Hannah Tomes
The joy of rude place names
Last week a gentle Norfolk waterway got into trouble with Facebook. The problem was its name — Cockshoot Dyke. Facebook’s relentless algorithms blocked posts that mentioned the dyke and issued notifications warning about ‘sexual content’ and ‘violence’.
The name of this stretch of water isn’t, of course, actually rude at all. It relates to a fowl-hunting term for a broad glade through which woodcock might fly. The joy of supposedly ‘rude’ place names lies in their innocence. The village of Upperthong, near Huddersfield, is named after the Old English words uferra (upper) and thwang (a narrow strip of land), while Twatt in Orkney comes from the Old Norse þveit, meaning ‘small piece of land’.
I’ve always felt some affinity for places with unusual names. I grew up in a tiny Shropshire village called Clunton (one letter from trouble). People would often ask me to repeat myself when I told them where I lived, thinking they’d misheard. Residents of the nearby and charmingly named Hopton Wafers never suffered such embarrassment, but I wouldn’t have had it any other way. Only a Puritan — or a Facebook algorithm — wouldn’t snigger at Pett Bottom, Ugley, Titty Ho, Low Cock How or Wetwang.
Last month a man called Paul Taylor set off on a 1,800-mile moped journey across England and Scotland, visiting the places with the ‘rudest’ names to raise money in memory of a friend of his who had died of cancer. He started his journey in Shitterton, a hamlet near Bere Regis in Dorset, and set off for Twatt, taking in places such as Brawl (in Scotland), Sandy Balls holiday village (in Hampshire) and ending at the village of Bell End in Worcestershire. After reaching Twatt, Mr Taylor’s Tomos XL 45 classic — top speed 28mph — suffered engine failure on a remote mountain pass. He completed the journey in a hire car, adding a few extra stops.

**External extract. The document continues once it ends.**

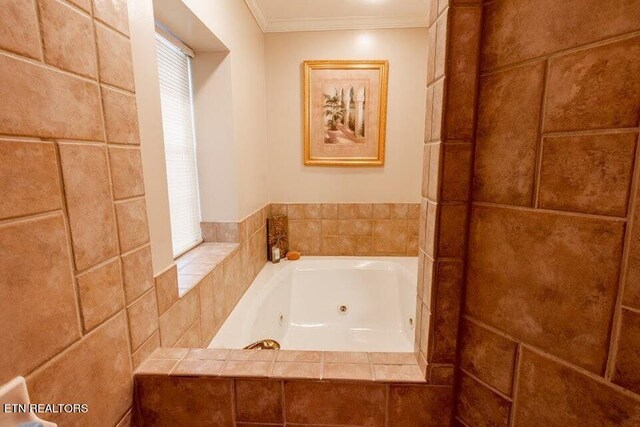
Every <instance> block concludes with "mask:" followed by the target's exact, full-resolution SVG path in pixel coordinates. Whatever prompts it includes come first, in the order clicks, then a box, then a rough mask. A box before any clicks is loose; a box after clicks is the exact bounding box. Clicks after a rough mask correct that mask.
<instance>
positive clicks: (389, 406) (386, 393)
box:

In the case of some of these place names, the etymology is up for debate. The village of Pity Me near Durham is said to have got its name after St Cuthbert’s coffin was dropped by the monks carrying it, prompting the saint to scold them with the phrase from beyond the grave. Other theories suggest it may be a shortened version of the Norman-French Petit Mere, referring to a shallow lake or mere, or perhaps it’s a play on the settlement’s desolate character. Booze, a hamlet in North Yorkshire that is, ironically, without a pub, is thought to come from the Old English words for house (hus) and bow (boga), meaning ‘the house by the bow’ — possibly a reference to the curved hill on which it’s situated. Wetwang either comes from the Old Norse vaett-vangr, ‘field for the trial of a legal action’, or derives from ‘wet field’, to distinguish it from a nearby dry field at Driffield.

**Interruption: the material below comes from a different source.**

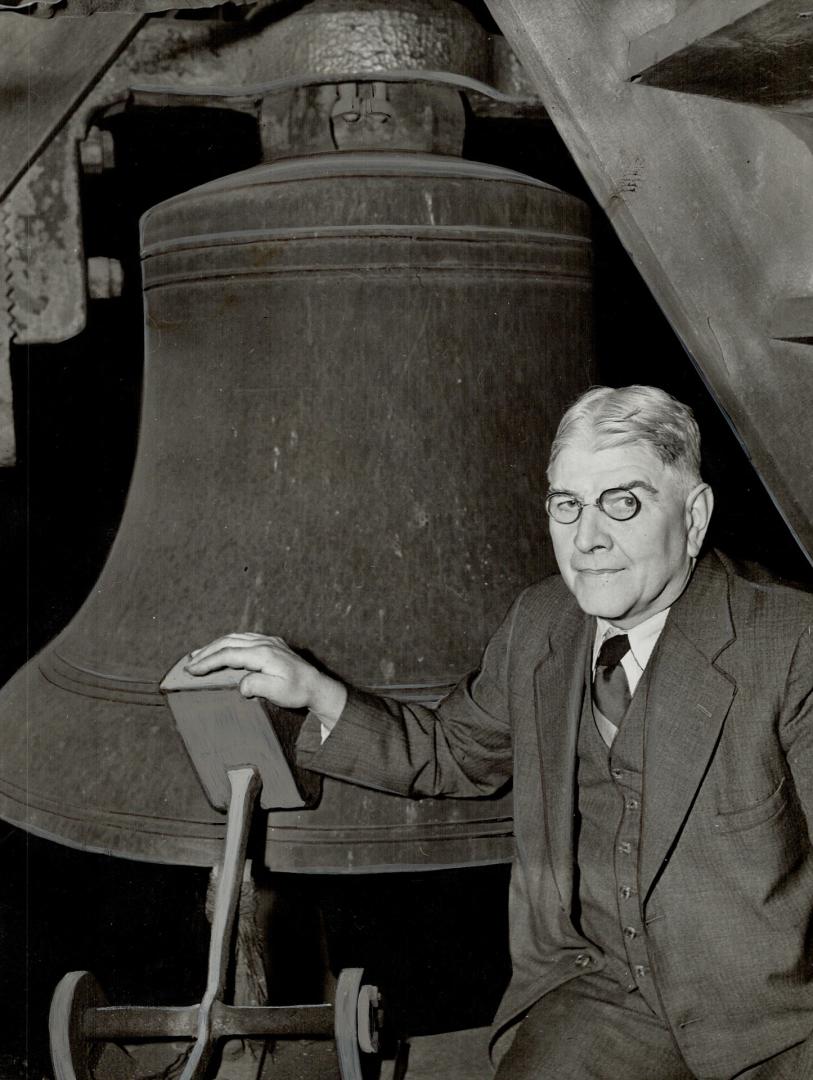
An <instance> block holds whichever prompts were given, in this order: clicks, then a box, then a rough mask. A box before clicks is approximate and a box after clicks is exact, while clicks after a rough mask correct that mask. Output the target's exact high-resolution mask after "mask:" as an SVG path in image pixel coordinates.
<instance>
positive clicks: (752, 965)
mask: <svg viewBox="0 0 813 1080" xmlns="http://www.w3.org/2000/svg"><path fill="white" fill-rule="evenodd" d="M594 629H595V621H594V619H593V618H591V617H588V616H585V615H584V613H583V612H582V611H581V610H580V608H579V607H578V605H577V604H575V600H574V599H573V597H572V596H571V595H570V593H569V592H568V590H567V589H566V586H565V585H564V583H563V582H561V580H560V579H559V578H558V577H556V578H550V579H547V580H545V581H543V582H541V583H540V584H537V585H533V586H531V588H530V589H528V590H526V591H525V592H524V593H523V594H521V595H520V596H519V597H518V599H517V600H516V603H515V604H514V606H513V608H512V609H511V611H510V612H509V616H507V617H506V619H505V621H504V622H503V624H502V625H501V626H500V629H499V630H498V632H497V634H496V635H494V637H493V638H492V639H491V642H490V643H489V645H488V648H487V649H486V653H485V657H484V661H483V665H482V667H480V670H479V672H478V673H476V674H475V675H473V676H471V677H470V678H469V679H466V680H464V681H463V683H462V684H461V685H460V686H458V688H457V689H456V690H455V691H452V693H451V694H450V696H449V697H448V698H447V699H446V700H445V701H444V702H443V703H442V704H441V705H439V706H438V708H437V710H435V711H431V710H428V708H424V707H421V706H415V705H410V706H405V705H399V704H397V703H395V702H392V701H389V700H385V699H380V698H372V697H370V696H366V694H363V693H361V692H358V691H351V693H350V698H349V702H348V706H347V708H345V711H344V713H343V714H342V717H341V719H340V720H339V723H338V725H337V726H336V728H335V729H334V732H333V733H331V735H330V737H329V739H327V740H326V742H325V743H324V745H320V739H319V733H317V731H315V730H314V725H313V724H312V723H310V724H307V725H306V728H304V729H303V732H302V735H301V738H300V760H301V764H302V765H306V766H308V767H309V768H313V769H316V770H319V771H321V772H325V773H328V774H330V775H335V777H343V778H349V779H353V780H355V781H356V782H361V783H363V784H367V785H370V786H374V787H380V788H382V789H385V791H391V792H397V793H401V794H408V795H412V796H436V795H452V796H476V795H479V794H487V793H491V792H494V791H496V789H498V788H499V787H501V786H502V785H503V784H505V783H506V782H507V781H509V780H510V779H512V777H513V783H514V808H515V832H516V859H515V864H514V869H513V875H512V886H511V897H510V916H511V947H512V959H513V964H514V972H513V978H512V982H511V985H510V987H509V989H507V993H506V995H505V997H504V999H503V1002H502V1004H501V1007H500V1011H499V1013H498V1017H497V1031H498V1034H499V1031H500V1030H501V1029H505V1028H506V1027H507V1026H509V1025H511V1024H512V1023H513V1022H514V1021H515V1020H516V1018H518V1017H519V1016H521V1015H523V1013H524V1012H525V1011H527V1009H528V1008H529V1007H530V1005H531V1004H532V1003H533V1002H534V1001H536V1000H538V999H539V998H540V997H541V996H542V995H544V994H545V993H547V991H548V990H551V989H552V988H554V987H555V986H557V985H559V984H561V983H563V982H565V981H566V980H568V978H571V977H573V976H575V975H578V974H580V973H581V972H583V971H584V970H585V967H584V963H585V961H584V958H583V957H584V955H585V953H586V955H587V956H590V957H591V967H590V968H588V969H587V970H594V971H595V970H600V968H601V967H602V964H604V959H602V957H601V955H600V953H599V950H598V949H596V948H595V947H594V946H592V945H591V944H590V943H587V942H586V941H585V940H584V939H583V937H582V936H580V934H579V933H578V932H577V930H575V929H574V928H573V924H572V922H571V920H570V912H571V900H572V888H573V823H574V806H575V802H574V800H575V792H574V773H575V752H577V731H578V724H579V717H580V712H581V704H582V697H583V693H584V689H585V677H584V671H585V663H586V650H587V649H590V648H591V647H592V643H593V636H594ZM650 664H651V665H652V666H651V677H650V686H649V693H648V704H647V714H646V745H645V770H643V795H642V807H641V810H642V814H641V845H640V862H639V880H640V896H641V912H642V919H643V921H645V923H646V927H647V935H648V942H649V948H650V954H651V964H652V970H653V977H654V980H655V985H656V986H658V989H659V994H660V998H661V1001H662V1007H663V1013H664V1015H665V1017H666V1018H667V1021H668V1023H669V1025H670V1026H672V1028H673V1031H674V1034H675V1037H676V1039H677V1041H678V1044H679V1045H680V1049H681V1051H682V1053H683V1056H685V1057H686V1061H687V1063H688V1065H689V1067H690V1068H691V1070H692V1071H694V1072H695V1074H696V1075H697V1076H703V1077H717V1076H720V1077H726V1076H731V1075H733V1074H734V1072H736V1071H739V1070H740V1069H742V1068H745V1067H746V1066H748V1065H751V1064H755V1063H757V1062H759V1061H761V1059H763V1058H765V1057H768V1056H770V1055H771V1054H774V1053H776V1052H778V1051H781V1050H783V1049H784V1048H786V1047H789V1045H791V1044H794V1043H796V1042H799V1041H801V1040H803V1039H805V1038H807V1037H808V1035H809V1034H810V1032H811V1031H812V1030H813V918H812V915H813V850H812V848H811V833H812V831H813V690H812V688H813V596H810V595H808V594H805V593H801V592H798V591H795V590H790V589H786V588H782V586H780V585H775V584H758V583H755V582H753V581H749V580H746V579H744V578H743V577H740V576H739V575H737V573H736V572H735V571H734V569H733V567H732V566H731V564H729V563H728V561H727V559H724V558H723V557H721V556H718V555H716V554H710V555H707V556H706V557H705V558H704V559H702V561H701V562H700V563H699V565H697V566H696V567H695V570H694V573H693V575H692V578H691V580H690V583H689V586H688V588H687V590H686V591H685V593H683V595H682V596H681V597H680V598H679V599H678V600H677V603H676V604H675V605H674V606H673V609H672V611H670V613H669V618H668V620H667V622H666V626H665V629H664V631H663V633H662V636H661V639H660V640H659V644H658V647H656V649H655V652H654V654H653V657H652V659H651V660H650ZM577 961H579V962H577ZM811 1044H812V1045H813V1040H811ZM811 1066H813V1053H812V1054H811ZM805 1068H807V1066H805ZM810 1075H811V1076H813V1068H812V1069H811V1074H810Z"/></svg>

Britain isn’t alone. Dull in Perth and Kinross is grouped with Boring in Oregon and Bland in New South Wales. Hell in Michigan is said to have got its name when George Reeves, who helped form the town in the 1830s, was asked what it should be called and replied: ‘I don’t know, you can call it Hell for all I care,’ and was taken at his word. And if you get tired of Hell, the state also holds a community called Paradise.